Week 2 CST 311: Introduction to Computer Networks


In week 2, we learned about the principles of network applications, web and HTTP, DNS, peer-to-peer, and video streaming and content distribution networks. 

Network apps are services like email, web, text messaging, and P2P file sharing on the internet. They run on different end systems (phones, tvs, tablets) over a network. There are two application architectures: client-server, and peer-to-peer. In the client-server architecture, the server is a host who is always on, has a permanent IP address, and is usually located in a data center. The client communicates with the server, may be connected, have dynamic IP addresses, and usually do not communicate with one another. In P2P architecture, there is no server because the end systems/peers directly communicate by requesting services from other peers who also have dynamic IPs. For this, it scales with more users.
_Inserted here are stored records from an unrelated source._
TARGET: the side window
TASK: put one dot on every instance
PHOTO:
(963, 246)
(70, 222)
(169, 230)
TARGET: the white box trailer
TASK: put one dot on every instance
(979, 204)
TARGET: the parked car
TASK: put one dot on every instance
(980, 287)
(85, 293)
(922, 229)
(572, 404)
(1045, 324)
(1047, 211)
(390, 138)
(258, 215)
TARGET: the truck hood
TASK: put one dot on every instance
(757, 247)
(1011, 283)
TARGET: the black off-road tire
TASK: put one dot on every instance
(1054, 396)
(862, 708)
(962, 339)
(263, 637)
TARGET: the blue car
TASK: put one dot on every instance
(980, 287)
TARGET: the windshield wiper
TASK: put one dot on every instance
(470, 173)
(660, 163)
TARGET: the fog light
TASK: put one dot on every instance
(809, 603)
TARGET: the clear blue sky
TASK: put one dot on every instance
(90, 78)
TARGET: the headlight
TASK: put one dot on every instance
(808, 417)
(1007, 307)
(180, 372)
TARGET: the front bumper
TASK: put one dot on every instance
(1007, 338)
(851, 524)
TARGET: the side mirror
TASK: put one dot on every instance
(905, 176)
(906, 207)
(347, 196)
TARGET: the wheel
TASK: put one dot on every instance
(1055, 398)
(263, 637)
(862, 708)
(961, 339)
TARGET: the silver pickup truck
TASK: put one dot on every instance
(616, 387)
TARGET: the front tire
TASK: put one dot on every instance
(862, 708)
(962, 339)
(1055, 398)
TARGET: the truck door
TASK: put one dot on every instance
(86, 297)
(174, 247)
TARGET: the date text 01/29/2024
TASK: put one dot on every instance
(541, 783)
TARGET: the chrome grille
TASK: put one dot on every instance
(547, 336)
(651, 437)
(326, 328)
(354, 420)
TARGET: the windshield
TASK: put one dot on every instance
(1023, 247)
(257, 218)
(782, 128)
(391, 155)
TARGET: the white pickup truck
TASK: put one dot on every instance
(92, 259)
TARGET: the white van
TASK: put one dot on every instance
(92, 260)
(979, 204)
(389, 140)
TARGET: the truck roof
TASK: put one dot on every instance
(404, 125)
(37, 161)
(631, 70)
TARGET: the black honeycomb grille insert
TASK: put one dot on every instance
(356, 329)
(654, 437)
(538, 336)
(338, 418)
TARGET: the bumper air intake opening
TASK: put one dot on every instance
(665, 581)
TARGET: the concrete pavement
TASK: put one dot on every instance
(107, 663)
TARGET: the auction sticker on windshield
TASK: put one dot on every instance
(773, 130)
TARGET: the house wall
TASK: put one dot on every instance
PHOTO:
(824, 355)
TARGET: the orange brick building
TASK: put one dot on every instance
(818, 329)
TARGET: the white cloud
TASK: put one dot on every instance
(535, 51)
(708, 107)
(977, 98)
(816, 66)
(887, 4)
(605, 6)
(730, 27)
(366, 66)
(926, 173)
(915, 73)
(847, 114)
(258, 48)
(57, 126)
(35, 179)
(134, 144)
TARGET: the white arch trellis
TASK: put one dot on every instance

HTTP is the hypertext transfer protocol using the client-server model where the client initiates a TCP connection to the server, is accepted by the server, HTTP messages are exchanged between the client and server, and then the TCP connection is closed.

DNS is the Domain Name System or a distributed database of name servers that provides hostname to IP address translation, host aliasing, mail server aliasing, and load distribution. For example, if a client wants the IP for a website, the client queries the root server to find the “com” DNS server, then the “.com” DNS server to get the website DNS server. It will then query the website DNS server to get the IP address for the website.

In video streaming and content distribution networks, many users are involved. In video streaming, Dynamic Adaptive Streaming over HTTP (DASH) is used by the server to divide the video into encoded chunks, and the client measures the bandwidth and requests one chunk at a time based on the bandwidth. The CDN stores multiple copies of videos at geographically distributed sites and will either enter deep by pushing CDN servers to many access networks or bring home by having larger clusters in POPs near the access networks. The CDN stores copies of content at the nodes, a subscriber requests content, and then receives content from the nearby copy.